If there were any doubt that the restaurant world was trending, we offer up Le Chef. No, this is not a French take on Jon Favreau’s middling summer indie hit Chef, nor is it in any way related to recent big-ish box-office release The Hundred-Foot Journey. In fact, this little slice of big-screen food porn actually predates them both. Daniel Cohen’s 2012 submission into the world of munchy-inducing movie-theater fare begins with the mournful story of Jacky Bonnot (Michaël Youn), a middle-aged chef with great vision and a fighting spirit that keeps getting him booted out of the kitchen. Stuck between jobs with a baby on the way, Jacky takes up work as a painter at a sprawling estate, ends up eavesdropping on the kitchen staff, and quickly worms his way into their practice as a sort of unlikely guru from the streets. Shortly thereafter, Jacky gets brought inside to breathe new life into the establishment’s aging and uninspired celebrity chef, Alexandre Lagarde (Jean Reno).

If this all sounds more than a little familiar, you’ve probably already made the connection between Le Chef and Disney’s stellar animated film Ratatouille, which Cohen liberally borrows from throughout this script. But irksome as the thievery seems at Le Chef’s start, it quickly takes a backseat to the bigger, more glaring problems herein. For starters, Youn’s Jacky spends the majority of the film wavering between slightly pathetic and thoroughly unlovable. Rather than humble himself when presented with the opportunity of a lifetime, he asserts himself in a way that seems both preposterous and utterly off-putting. By the time Legarde and Jacky finally figure out how they can help each other, it’s hard to really root for the pair. And when they go head-to-head with a hotshot molecular gastronomy guru, it quickly becomes a case of too many egos in the kitchen.

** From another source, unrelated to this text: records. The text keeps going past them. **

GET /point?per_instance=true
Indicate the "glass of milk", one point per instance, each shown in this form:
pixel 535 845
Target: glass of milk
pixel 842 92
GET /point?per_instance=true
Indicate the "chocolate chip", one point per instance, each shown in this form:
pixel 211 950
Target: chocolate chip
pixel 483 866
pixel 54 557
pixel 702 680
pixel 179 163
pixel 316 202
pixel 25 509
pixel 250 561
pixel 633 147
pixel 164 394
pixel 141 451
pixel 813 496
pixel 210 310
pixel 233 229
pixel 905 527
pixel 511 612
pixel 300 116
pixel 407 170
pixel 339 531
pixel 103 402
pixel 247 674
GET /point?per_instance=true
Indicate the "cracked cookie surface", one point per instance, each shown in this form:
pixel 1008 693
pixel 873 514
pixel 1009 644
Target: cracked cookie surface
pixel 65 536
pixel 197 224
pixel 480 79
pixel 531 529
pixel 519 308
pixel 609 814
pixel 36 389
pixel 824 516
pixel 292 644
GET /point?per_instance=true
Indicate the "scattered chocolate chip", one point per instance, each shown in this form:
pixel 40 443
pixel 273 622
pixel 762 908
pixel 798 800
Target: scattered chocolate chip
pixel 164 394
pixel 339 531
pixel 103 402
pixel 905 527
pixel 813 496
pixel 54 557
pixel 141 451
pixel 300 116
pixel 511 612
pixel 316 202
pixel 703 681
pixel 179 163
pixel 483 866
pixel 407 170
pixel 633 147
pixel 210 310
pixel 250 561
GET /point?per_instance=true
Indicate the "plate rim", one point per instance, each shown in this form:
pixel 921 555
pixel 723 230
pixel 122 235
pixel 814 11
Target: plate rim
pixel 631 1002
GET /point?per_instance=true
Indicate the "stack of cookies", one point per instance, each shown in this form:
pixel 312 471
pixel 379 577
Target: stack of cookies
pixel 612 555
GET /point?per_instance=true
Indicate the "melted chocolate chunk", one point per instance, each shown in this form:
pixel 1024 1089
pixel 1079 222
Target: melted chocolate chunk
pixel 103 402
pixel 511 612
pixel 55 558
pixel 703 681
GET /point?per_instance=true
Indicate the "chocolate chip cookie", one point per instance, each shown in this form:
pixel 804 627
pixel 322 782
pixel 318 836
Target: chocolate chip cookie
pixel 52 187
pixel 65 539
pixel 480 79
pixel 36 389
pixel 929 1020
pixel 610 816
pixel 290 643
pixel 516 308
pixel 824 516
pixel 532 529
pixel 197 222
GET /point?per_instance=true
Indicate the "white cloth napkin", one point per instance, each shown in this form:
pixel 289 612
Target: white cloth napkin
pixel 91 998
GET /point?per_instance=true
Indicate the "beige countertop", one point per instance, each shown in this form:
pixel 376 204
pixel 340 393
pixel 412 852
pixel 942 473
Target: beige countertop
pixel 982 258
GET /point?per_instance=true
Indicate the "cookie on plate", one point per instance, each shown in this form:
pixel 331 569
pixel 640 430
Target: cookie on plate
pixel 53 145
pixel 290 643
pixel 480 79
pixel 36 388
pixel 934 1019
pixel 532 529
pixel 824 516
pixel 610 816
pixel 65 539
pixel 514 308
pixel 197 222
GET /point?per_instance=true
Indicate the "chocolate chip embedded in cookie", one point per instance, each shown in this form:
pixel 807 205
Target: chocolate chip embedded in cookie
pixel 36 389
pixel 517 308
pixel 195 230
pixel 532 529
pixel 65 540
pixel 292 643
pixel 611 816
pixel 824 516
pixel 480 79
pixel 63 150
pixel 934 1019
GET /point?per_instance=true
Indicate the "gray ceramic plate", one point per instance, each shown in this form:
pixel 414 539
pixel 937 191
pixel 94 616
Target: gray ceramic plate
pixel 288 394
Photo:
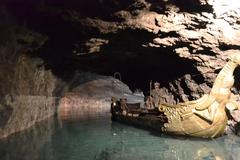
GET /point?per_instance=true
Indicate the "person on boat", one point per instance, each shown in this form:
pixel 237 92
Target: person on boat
pixel 155 94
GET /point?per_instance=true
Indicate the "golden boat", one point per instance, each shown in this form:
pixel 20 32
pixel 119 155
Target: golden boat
pixel 205 117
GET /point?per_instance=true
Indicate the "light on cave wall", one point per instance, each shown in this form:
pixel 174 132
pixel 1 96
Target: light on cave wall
pixel 226 14
pixel 223 6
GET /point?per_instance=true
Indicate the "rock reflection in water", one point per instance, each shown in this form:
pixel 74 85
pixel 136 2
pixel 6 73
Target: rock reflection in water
pixel 99 138
pixel 31 144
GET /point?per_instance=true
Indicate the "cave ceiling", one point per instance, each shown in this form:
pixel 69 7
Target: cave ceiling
pixel 165 40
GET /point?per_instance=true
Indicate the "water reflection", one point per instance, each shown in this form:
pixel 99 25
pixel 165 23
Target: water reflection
pixel 100 139
pixel 34 143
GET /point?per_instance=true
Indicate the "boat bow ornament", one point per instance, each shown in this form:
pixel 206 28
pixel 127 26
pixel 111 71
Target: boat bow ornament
pixel 205 117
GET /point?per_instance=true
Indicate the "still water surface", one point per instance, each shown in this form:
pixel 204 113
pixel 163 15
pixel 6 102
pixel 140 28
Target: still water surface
pixel 99 138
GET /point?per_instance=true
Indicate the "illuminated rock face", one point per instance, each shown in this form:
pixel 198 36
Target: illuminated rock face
pixel 201 32
pixel 180 44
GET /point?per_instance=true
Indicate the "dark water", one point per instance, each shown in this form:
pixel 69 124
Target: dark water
pixel 100 139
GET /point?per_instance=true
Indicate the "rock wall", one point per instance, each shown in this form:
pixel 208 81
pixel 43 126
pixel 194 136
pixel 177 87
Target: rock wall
pixel 22 112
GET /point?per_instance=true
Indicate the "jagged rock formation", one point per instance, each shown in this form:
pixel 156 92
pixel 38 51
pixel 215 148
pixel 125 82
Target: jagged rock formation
pixel 181 44
pixel 198 32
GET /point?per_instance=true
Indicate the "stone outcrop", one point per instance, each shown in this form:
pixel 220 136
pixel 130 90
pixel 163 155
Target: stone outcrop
pixel 22 112
pixel 181 44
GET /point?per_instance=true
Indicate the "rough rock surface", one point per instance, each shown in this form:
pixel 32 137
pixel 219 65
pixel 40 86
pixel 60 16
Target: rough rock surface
pixel 22 112
pixel 200 32
pixel 182 43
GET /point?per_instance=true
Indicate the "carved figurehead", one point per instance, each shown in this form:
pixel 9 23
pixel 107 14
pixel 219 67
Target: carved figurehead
pixel 205 117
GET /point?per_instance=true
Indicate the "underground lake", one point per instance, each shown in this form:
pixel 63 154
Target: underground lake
pixel 96 137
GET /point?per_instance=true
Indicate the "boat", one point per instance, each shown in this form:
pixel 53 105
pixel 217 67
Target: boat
pixel 205 117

Perhaps all this petty drama and stovetop feather-ruffling could have worked if Le Chef took itself a little more seriously, but mixing all these complicated and troublesome characters into a script that reads as “lighthearted” and “vaguely comedic” just further confuses the thing. If variety is the spice of life, perhaps it’s time we ease off the foodie flicks for a bit.